To give an intelligent answer, I would need to know a lot more about your app. But... I'll outline the biggest gotchas I've found...
Google Datastore is effectively a distributed hierarchical data store. To get the scalability they wanted there had to be some compromises. As a developer you will find that these are anywhere from easy to work around, difficult to work around, or impossible to work around. The latter is far more likely than you would ever assume.
If you are accustomed to relational databases and the ability to manipulate data across multiple tables within the same transaction, you are likely to pull your hair out with datastore. The biggest(?) gotcha is that transactions are only supported across a limited number of entity groups (5 at the current time). To give a simple example, say you had a simple parent-child relationship and you needed to update child records under more than 5 parents at the same time within a transaction... can't be done (yes, really).
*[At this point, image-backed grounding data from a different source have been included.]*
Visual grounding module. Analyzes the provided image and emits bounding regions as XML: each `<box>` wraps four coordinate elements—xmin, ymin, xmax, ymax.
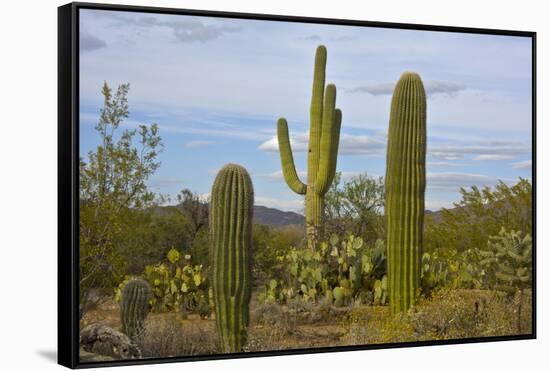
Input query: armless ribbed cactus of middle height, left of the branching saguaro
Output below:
<box><xmin>210</xmin><ymin>164</ymin><xmax>254</xmax><ymax>353</ymax></box>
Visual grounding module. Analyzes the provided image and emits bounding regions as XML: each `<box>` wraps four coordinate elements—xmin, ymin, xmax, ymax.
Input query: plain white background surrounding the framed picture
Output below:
<box><xmin>0</xmin><ymin>0</ymin><xmax>550</xmax><ymax>371</ymax></box>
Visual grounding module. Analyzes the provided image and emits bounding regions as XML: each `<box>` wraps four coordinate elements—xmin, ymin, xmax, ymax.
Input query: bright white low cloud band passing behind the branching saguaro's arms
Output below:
<box><xmin>258</xmin><ymin>133</ymin><xmax>386</xmax><ymax>155</ymax></box>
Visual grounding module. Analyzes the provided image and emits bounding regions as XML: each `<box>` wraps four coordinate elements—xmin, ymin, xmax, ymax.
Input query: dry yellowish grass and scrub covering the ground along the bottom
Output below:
<box><xmin>81</xmin><ymin>290</ymin><xmax>531</xmax><ymax>357</ymax></box>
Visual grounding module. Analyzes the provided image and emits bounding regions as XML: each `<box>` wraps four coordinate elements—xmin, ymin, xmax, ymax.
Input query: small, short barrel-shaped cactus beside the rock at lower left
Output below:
<box><xmin>120</xmin><ymin>279</ymin><xmax>151</xmax><ymax>342</ymax></box>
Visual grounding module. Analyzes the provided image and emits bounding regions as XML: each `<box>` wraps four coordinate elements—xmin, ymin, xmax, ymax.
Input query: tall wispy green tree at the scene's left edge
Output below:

If you reorganize your data structures and try to put all of the former child records under a single entity so they can be updated in a single transaction, you will come across another limitation... the fact that you can't reliably update the same entity group more than once per second (yes, really). And if you query an entity type across parents without specifying the root entity of each, you will get what is euphemistically referred to as "eventual consistency"... which means it isn't (yes, really).
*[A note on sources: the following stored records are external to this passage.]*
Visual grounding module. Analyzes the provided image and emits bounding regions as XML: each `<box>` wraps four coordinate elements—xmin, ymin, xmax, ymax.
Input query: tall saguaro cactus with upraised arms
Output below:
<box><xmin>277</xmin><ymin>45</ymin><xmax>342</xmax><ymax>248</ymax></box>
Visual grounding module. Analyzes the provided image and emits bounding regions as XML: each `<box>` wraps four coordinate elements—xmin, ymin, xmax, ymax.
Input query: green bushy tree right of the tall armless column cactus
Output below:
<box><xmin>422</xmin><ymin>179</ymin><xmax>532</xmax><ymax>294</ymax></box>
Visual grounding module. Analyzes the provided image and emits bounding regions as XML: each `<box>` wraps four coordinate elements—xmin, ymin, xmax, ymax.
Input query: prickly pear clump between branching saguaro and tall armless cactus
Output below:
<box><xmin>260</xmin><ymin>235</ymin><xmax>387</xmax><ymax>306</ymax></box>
The above is all in Google's documentation, but you are likely to gloss over it if you are just getting started (of course it can handle it!).
It depends on what you mean by 'a lot of people', what sort of data you have, and what you want to do with it.
Cloud SQL is designed for applications that need a SQL database, which can handle any query you can write in SQL, and ensures your data is always in a consistent state.
Cloud SQL can serve up to 3200 concurrent queries, depending on the tier. If the queries are simple and can be served from RAM they should take just a few ms, and assuming your users issue about 1 request per second, then it could support tens of thousands of simultaneously active users. If, however, they are doing more complex queries like searches, or writing a lot of data, then it will be less.
If you have a simple set of queries, are less concerned about immediate consistency, or expect much more traffic, then you should look at datastore.